Although bits of last night’s memory seemed to have floated
away like logs on a waterfall, he definitely knew the thrill was
gone because he broke up with her last night.
"The Apparition. Able to be in many places with one
thought." He was no longer willing to hide the secret from
her that he indeed was the Apparition. And with his life
spent rescuing folks with the frequency of a revolving door, it
strained their relationship.
"Why are you always breaking our dates," she nagged, "where’ve
you been, who else are you seeing . . ."
Their most recent argument was about him keeping secrets. If
only he could do his work and see her too. But he never
figured out the uniform problem. She definitely wouldn’t
like him dating her in tights.
Stephanie never hinted that she knew anything. One day
while taking a shower, he had used his powers to watch from the
keyhole and under the bed as she rummaged through his drawers and
closet. Could it be that while away at work, she had found
his secret compartment in the closet, the one with the
state-of-the-art superhero uniform; and upon finding it, thought
he was a tight clothes wearing pervert? Or did she guess he might
be the Apparition and decided to bask in the glory, hanging around
like a rock star groupie with hopes of marriage?
"Maybe I should have told her," he sighed.
It wasn’t like she hadn’t seen the signs. In his middle age he
was starting to make lots of mistakes. Two days ago while on
a mission to save a kidnap victim, he bilocated to three places.

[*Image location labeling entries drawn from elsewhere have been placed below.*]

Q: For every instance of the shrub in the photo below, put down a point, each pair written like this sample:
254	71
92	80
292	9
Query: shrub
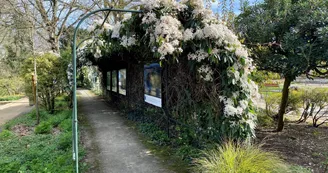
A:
10	98
43	128
65	141
187	152
55	120
239	158
5	134
315	101
156	134
66	125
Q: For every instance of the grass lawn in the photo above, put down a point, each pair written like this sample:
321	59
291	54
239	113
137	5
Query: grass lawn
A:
47	147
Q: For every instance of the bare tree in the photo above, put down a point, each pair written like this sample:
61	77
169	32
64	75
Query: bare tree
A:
52	17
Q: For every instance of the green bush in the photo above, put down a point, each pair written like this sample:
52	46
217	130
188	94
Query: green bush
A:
239	158
157	135
55	120
10	98
5	134
187	152
66	125
43	128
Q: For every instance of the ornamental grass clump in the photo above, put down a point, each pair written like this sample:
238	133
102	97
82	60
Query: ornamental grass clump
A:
239	158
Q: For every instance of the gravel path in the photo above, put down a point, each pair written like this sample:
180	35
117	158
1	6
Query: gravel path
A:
119	148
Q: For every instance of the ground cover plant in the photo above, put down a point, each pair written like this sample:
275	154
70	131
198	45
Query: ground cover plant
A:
26	147
215	63
10	98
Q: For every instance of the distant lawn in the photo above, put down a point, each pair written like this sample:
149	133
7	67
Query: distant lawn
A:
45	148
11	98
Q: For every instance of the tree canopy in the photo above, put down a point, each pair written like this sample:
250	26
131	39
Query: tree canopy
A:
288	37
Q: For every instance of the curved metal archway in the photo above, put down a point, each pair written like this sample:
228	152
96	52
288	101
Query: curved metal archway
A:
74	47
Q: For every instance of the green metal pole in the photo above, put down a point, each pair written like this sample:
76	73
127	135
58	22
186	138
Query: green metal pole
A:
75	127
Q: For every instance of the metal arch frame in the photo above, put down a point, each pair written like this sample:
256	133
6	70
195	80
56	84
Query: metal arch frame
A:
74	113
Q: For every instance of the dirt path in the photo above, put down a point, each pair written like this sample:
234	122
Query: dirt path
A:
14	109
117	147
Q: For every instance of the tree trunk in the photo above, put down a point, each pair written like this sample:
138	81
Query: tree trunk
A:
283	104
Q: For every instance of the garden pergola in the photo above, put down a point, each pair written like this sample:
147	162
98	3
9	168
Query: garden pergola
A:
74	114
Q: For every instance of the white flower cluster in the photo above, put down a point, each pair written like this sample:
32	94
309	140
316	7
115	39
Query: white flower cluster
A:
198	56
206	73
172	4
116	30
128	41
149	18
188	34
168	35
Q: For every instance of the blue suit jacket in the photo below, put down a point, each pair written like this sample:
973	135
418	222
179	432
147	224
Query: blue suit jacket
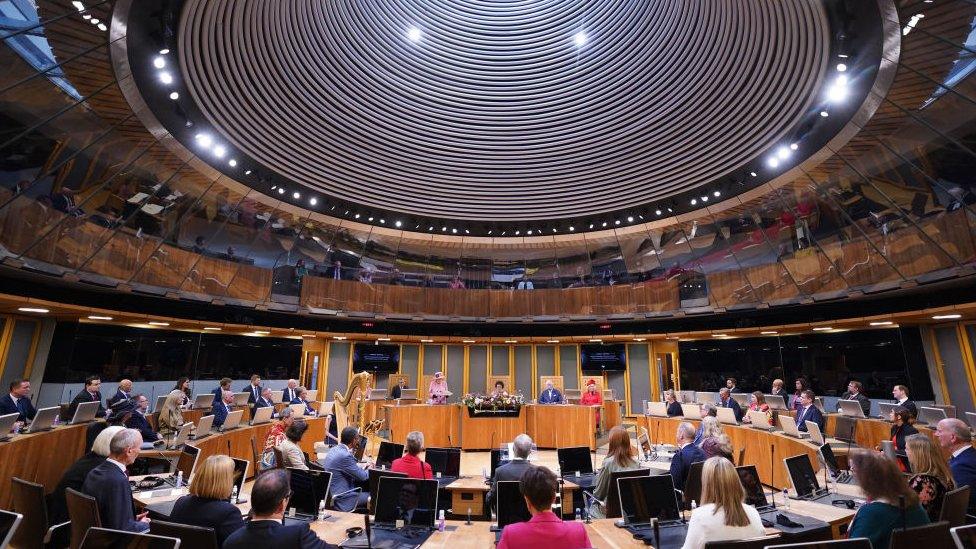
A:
554	398
110	488
7	406
682	461
963	469
346	475
812	414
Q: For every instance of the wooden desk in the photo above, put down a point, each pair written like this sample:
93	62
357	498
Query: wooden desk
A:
440	424
486	432
561	425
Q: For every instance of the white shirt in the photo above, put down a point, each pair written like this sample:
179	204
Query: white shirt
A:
706	525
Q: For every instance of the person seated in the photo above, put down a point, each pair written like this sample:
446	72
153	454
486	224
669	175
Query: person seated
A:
854	392
620	457
347	477
726	401
302	398
884	487
550	395
674	407
269	499
108	483
17	401
544	530
900	392
687	454
171	415
207	503
89	394
931	477
521	448
291	453
137	420
808	411
409	463
723	514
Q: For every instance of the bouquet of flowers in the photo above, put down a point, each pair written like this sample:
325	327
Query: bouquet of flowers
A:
493	402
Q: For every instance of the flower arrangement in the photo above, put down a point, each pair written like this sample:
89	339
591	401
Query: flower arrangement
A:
502	402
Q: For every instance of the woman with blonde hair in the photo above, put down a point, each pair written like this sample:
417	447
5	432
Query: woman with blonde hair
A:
171	417
932	477
723	514
620	457
207	504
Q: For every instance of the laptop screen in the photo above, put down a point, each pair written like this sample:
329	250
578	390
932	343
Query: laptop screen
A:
802	475
755	495
388	452
574	459
411	500
446	461
644	498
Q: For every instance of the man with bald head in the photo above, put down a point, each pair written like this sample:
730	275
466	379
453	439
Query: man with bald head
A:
955	436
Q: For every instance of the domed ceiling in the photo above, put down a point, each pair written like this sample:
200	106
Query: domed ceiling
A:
503	110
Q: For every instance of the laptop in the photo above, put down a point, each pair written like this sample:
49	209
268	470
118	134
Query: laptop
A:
201	402
85	413
104	538
262	415
759	420
9	522
930	416
726	415
657	409
387	452
850	408
203	428
44	419
691	411
7	427
233	421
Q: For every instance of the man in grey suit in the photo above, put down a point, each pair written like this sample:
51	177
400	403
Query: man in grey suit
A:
347	476
513	470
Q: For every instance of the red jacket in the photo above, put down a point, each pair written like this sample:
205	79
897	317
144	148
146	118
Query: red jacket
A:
411	465
544	531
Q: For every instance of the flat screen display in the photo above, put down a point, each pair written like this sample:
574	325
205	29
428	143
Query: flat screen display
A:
603	358
376	358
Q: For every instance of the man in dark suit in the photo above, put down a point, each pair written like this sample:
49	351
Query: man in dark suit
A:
726	401
900	392
269	499
109	484
521	447
687	454
955	436
124	392
347	475
808	412
89	394
18	401
854	392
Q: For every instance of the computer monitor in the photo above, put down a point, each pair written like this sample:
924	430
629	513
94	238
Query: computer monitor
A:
411	500
103	538
388	452
749	477
574	459
646	498
446	461
844	429
801	475
510	506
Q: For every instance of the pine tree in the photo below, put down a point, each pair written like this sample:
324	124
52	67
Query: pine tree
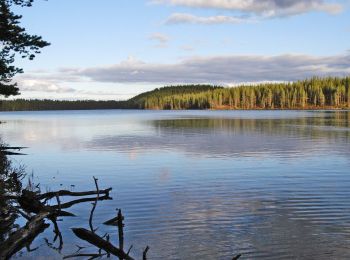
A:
14	39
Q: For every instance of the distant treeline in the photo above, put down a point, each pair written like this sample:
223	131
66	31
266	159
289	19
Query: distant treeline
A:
312	93
47	104
315	93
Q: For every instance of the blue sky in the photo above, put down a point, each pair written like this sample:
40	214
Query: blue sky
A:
111	49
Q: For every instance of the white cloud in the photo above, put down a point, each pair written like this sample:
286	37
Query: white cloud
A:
220	69
39	85
178	18
161	39
267	8
187	47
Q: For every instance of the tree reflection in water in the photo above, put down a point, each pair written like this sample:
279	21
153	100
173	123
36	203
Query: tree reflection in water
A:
38	209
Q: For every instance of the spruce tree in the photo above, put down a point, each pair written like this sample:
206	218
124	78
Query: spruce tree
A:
14	40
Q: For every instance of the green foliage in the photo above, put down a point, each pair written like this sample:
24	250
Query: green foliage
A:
312	93
36	104
315	93
14	40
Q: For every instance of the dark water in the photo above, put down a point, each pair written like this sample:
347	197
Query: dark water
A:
199	184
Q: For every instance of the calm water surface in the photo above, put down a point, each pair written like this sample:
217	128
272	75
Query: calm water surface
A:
199	184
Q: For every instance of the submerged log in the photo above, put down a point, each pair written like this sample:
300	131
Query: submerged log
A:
99	242
24	235
50	195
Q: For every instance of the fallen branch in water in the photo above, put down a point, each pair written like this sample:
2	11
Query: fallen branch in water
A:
24	236
99	242
31	202
52	194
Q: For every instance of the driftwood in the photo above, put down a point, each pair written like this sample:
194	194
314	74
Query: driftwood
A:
4	150
33	203
99	242
24	235
50	195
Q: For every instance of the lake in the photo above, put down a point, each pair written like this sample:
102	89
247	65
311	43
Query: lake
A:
197	184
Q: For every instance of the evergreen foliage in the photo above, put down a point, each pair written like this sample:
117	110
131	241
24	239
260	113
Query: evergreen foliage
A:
14	40
314	93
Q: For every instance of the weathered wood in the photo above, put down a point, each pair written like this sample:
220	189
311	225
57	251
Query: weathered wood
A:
50	195
99	242
24	235
12	147
144	255
78	201
236	257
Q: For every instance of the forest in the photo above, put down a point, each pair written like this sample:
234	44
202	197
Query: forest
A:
314	93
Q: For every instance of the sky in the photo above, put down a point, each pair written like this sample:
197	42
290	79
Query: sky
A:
116	49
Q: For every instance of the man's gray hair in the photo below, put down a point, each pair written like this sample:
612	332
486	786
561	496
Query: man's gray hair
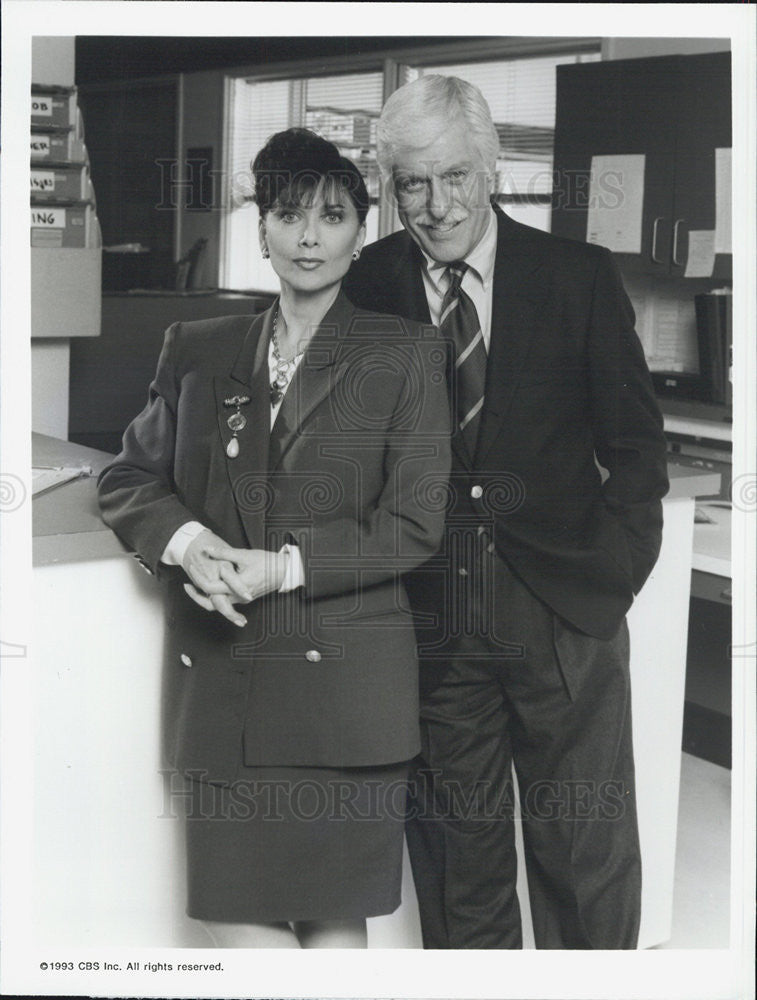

He mistakenly took the female victim from the kidnappers and
placed her with the ringleaders. Thankfully, everything turned out
okay. Then there was the Fourth of July when she spotted the
mask lying between two dressers. He’d told her it was part
of his Halloween outfit. She never saw him wear it.
His thoughts floated from the mask, to forgetfulness, to
brains, to being hungry.
"What’s happening to me?"
Drake shook his head, tried to loosen the cobwebs.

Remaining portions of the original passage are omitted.